In anticipation of the recommendations next month of the advisory panel reviewing the nation's compulsory savings scheme, some might well wonder what can be drawn from retirement schemes elsewhere. Coincidentally, Britain, whose civil servants created Singapore's Central Provident Fund (CPF) almost 60 years ago, has passed radical pension reforms to take effect soon.
Parsed across generations, the changes evoke different responses. Younger people worry if the state pension fund will be strained as the population ages, obliging their generation to pay higher taxes and perhaps get lower payouts upon retirement. Those aged 55 and over welcome the flexibility to withdraw their nest egg via a series of lump sums as they will be "free to choose what they do with their money", in the words of Chancellor George Osborne.
Scope for more flexibility in the CPF scheme as well was signalled by Manpower Minister Tan Chuan-Jin who said giving more options to CPF members recognises the fact that people have different needs and would, therefore, have to accumulate different sums for retirement.
Although the British pension system is very different from the CPF, what is common among all schemes is the impact of politics. There is more at stake for the over 1.8 million workers who make regular CPF contributions, and for the Government, than the way CPF payouts and withdrawals are mandated - an issue that has proven to be a political hot potato. The challenge for the nation is to offer flexibility sought after by many without compromising income security for the majority in their retirement years.
Viability of reforms was the main concern of the OECD group when it warned this month that Britain's change could lead to pensioners running out of money and prove detrimental to incomes and the incentive to work.

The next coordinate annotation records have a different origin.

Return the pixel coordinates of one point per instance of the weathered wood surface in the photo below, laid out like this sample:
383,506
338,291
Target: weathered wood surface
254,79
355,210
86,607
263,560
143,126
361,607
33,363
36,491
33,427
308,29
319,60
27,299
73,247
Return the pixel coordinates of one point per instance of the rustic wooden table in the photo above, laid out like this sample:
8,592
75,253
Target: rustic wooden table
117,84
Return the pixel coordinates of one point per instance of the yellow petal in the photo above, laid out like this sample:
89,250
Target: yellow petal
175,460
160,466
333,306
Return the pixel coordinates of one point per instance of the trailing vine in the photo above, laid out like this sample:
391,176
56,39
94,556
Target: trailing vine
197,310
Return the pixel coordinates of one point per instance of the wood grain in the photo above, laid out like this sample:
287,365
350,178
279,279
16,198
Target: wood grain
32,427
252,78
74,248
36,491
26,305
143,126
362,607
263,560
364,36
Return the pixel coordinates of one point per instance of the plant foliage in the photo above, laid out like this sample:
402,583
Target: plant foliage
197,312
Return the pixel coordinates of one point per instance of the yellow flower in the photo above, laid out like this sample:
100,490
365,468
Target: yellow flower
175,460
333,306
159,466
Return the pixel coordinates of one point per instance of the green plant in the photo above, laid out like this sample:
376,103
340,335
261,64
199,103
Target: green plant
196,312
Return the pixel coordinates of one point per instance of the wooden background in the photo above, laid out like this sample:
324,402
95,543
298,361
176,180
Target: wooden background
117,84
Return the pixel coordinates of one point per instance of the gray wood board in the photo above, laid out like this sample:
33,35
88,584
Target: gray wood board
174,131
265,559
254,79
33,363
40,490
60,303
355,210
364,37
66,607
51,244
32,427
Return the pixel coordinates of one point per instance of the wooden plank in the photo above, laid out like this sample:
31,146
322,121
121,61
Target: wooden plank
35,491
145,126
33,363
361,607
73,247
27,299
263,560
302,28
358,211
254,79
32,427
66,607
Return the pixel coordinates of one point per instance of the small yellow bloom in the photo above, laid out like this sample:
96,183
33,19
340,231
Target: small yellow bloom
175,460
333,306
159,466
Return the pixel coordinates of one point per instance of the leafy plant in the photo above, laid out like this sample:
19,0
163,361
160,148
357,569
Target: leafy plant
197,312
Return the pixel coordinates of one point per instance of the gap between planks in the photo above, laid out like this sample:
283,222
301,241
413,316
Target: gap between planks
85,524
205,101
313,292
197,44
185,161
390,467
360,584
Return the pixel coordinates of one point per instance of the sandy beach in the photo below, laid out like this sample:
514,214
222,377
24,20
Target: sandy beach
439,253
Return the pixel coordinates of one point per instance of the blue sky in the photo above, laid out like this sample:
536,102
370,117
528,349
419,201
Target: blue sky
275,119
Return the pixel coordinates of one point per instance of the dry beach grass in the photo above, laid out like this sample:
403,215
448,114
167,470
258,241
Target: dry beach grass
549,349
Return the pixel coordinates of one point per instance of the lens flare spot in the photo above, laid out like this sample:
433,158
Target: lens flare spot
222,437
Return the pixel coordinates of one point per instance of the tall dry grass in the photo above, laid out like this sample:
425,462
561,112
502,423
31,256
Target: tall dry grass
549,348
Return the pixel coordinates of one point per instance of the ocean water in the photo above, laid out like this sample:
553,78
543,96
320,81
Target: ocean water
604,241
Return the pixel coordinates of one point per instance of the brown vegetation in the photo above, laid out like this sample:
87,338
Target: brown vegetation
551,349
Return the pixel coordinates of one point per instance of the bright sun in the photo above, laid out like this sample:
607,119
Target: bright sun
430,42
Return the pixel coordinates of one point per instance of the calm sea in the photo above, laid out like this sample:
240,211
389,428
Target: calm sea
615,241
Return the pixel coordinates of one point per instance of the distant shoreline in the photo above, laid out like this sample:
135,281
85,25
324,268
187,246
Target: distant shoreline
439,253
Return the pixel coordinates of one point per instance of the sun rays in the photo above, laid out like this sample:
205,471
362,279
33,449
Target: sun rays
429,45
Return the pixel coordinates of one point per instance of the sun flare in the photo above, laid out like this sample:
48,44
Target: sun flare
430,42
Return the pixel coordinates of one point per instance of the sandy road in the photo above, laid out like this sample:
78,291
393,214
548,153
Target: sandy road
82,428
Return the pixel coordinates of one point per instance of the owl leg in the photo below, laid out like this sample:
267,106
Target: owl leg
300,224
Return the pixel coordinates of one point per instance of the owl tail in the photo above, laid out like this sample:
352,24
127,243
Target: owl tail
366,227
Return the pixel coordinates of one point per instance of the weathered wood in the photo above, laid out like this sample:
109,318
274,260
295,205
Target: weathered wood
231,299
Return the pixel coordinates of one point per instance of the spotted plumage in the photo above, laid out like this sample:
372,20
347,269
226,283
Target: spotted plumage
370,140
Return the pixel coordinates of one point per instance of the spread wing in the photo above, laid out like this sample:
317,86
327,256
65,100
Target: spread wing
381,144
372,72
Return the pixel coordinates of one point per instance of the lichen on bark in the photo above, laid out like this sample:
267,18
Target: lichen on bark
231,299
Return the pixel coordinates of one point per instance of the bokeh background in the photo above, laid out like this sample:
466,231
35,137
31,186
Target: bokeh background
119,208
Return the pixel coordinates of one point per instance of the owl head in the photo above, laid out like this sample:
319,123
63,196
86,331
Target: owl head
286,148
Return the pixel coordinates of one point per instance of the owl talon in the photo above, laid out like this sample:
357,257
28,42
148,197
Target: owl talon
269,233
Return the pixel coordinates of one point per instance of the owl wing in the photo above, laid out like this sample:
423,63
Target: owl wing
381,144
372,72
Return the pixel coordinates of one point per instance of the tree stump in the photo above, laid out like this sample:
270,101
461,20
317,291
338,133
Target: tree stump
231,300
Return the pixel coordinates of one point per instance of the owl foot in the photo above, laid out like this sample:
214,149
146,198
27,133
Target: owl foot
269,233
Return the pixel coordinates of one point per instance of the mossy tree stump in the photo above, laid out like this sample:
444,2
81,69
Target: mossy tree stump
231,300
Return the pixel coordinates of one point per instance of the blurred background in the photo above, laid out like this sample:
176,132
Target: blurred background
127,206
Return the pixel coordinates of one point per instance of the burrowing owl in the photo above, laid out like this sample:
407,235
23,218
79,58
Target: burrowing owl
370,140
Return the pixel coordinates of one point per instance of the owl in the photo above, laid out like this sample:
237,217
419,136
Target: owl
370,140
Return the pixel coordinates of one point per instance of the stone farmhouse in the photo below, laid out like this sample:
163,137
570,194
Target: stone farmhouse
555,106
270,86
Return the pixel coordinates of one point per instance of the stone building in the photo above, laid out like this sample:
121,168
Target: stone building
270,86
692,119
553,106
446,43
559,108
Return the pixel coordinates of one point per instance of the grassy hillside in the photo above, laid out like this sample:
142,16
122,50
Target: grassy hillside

Flexibility is thus a double-edged sword and should be weighed carefully. Those approaching 55, in particular, might wish to withdraw part of their CPF monies for some purpose and not be stymied by the CPF Minimum Sum. One compromise indicated by Prime Minister Lee Hsien Loong is the withdrawal of up to 20 per cent of their savings. Such a change is likely to drain the savings of those who can least afford it but may be viewed as a political necessity. Increasing options for higher-income earners is less likely to dent retirement adequacy.
The challenge would then be to make a case for differential treatment of CPF members based on incomes and savings levels. Importantly, changes must not get so weighed down by rules that Singaporeans flounder in making sense of them.